Yup! I’ve been that friend that neglected or bailed on my friends after beginning a new romantic relationship.  I hate to admit it but it happened.

A few years back I was knee-deep in a new relationship. We saw each other every day and ironically we lived in different states and about 1.5 hours away from each other. It was an intensive relationship to say the least. A few months into it, I made plans to hang out with a friend out-of-state. I didn’t think it’d be a big deal. But I hadn’t considered that my boyfriend at the time would want to tag along. I mean at some point you need your girl time.  Well this caused a major fight for my boyfriend and I. Ultimately, I blew off my friend to bring the peace back to my relationship.

Well, my friend wasn’t having that. She put me right in my place. For starters, my long-term friends and I all are of the school of thought that you don’t dump your friends for a man.  So after months of not  of spending time with my friends and keeping my word on commitments, she had had enough. She flat-out told me that what I was doing was wrong and that I needed to re-evaluate who I was and what I was becoming based on the behavior she had observed since I had entered this new relationship.

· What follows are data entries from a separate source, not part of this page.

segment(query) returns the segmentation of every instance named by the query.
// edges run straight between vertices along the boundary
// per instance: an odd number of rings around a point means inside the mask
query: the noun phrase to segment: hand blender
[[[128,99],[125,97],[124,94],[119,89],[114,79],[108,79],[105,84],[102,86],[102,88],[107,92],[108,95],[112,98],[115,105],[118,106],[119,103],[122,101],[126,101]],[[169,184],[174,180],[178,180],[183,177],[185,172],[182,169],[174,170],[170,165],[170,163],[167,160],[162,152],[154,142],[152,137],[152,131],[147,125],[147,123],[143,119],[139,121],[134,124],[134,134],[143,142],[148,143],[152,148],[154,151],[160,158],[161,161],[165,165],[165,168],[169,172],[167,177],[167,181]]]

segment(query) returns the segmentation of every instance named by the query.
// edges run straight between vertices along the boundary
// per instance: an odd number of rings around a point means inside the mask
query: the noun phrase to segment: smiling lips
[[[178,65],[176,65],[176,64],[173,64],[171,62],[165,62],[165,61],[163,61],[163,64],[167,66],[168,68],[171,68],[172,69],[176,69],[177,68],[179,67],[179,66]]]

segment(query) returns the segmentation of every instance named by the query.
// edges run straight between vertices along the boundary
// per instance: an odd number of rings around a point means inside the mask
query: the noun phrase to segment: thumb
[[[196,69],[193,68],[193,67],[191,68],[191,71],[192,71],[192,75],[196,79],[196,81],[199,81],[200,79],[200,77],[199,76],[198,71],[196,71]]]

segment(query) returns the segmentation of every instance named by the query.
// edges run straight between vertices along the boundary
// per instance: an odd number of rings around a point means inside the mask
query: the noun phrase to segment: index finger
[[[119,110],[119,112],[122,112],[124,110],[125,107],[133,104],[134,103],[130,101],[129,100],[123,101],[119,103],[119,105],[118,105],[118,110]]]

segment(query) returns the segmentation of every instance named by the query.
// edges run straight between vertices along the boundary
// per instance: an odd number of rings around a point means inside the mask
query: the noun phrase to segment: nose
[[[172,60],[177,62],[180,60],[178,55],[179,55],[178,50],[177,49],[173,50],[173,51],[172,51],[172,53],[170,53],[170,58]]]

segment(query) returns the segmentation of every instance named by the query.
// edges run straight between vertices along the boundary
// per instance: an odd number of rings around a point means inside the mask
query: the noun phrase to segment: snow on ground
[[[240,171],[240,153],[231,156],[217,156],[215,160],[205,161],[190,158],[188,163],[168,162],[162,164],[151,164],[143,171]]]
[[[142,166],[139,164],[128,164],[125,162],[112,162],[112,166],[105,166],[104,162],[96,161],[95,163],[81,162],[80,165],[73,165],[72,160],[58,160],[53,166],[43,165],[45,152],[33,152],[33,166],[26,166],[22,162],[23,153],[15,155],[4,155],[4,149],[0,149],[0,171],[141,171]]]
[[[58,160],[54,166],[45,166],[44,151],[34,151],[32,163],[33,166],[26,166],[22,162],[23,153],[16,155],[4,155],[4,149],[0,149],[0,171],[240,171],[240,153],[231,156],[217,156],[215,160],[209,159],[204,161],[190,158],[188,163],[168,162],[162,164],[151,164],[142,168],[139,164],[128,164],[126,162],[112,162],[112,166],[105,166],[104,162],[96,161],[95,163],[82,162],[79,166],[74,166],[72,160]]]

Now this conversation could have gone a few different ways. But because I know my friends and their true intentions, I knew there wasn’t shade being thrown behind her confronting me on my recent behavior.  So luckily for me this wasn’t the end of a long-term friendship. I heeded what she said and recognized the truth in her words.

I was slightly hurt and disappointed in myself. Because I had discarded my relationship with my friends and family for a guy that wasn’t respectful of the relationships I had built before I ever knew his name. It wasn’t right and because my friends and I had always had conversations about women who “got ghost” once they got a man, I couldn’t believe that I had become one of them. I vowed then that I would never do that to any of my friends or family again.

I think there are situations when it might be time to get new friends or distance yourself from old ones. But this wasn’t one of those situations.

I’ve lived by the quote that:

“If you get into a relationship & drop all your friends…don’t expect them to be there when the relationship ends…”

And that holds true for both males and females. Ultimately, I think it is extremely important to value your friendships and relationships. If you outgrow a person, make it known that it’s not about your new relationship but that you perhaps don’t find the same things interesting as you once did. And the bond you once shared isn’t as strong as it had been.  People change, and the people in  your life don’t always change at the same rate or grow in the same direction you see for yourself. But if you are honest with yourself and the company you keep, you can avoid a nasty break up with your friends and family.

More importantly, if your new boo is keeping you from your friends and family, it could be jealousy or insecurities. Either way those need to be addressed immediately.  If they can’t respect your friends and family enough to feel comfortable with you spending time apart and with your loved ones, that person is probably not the one for you.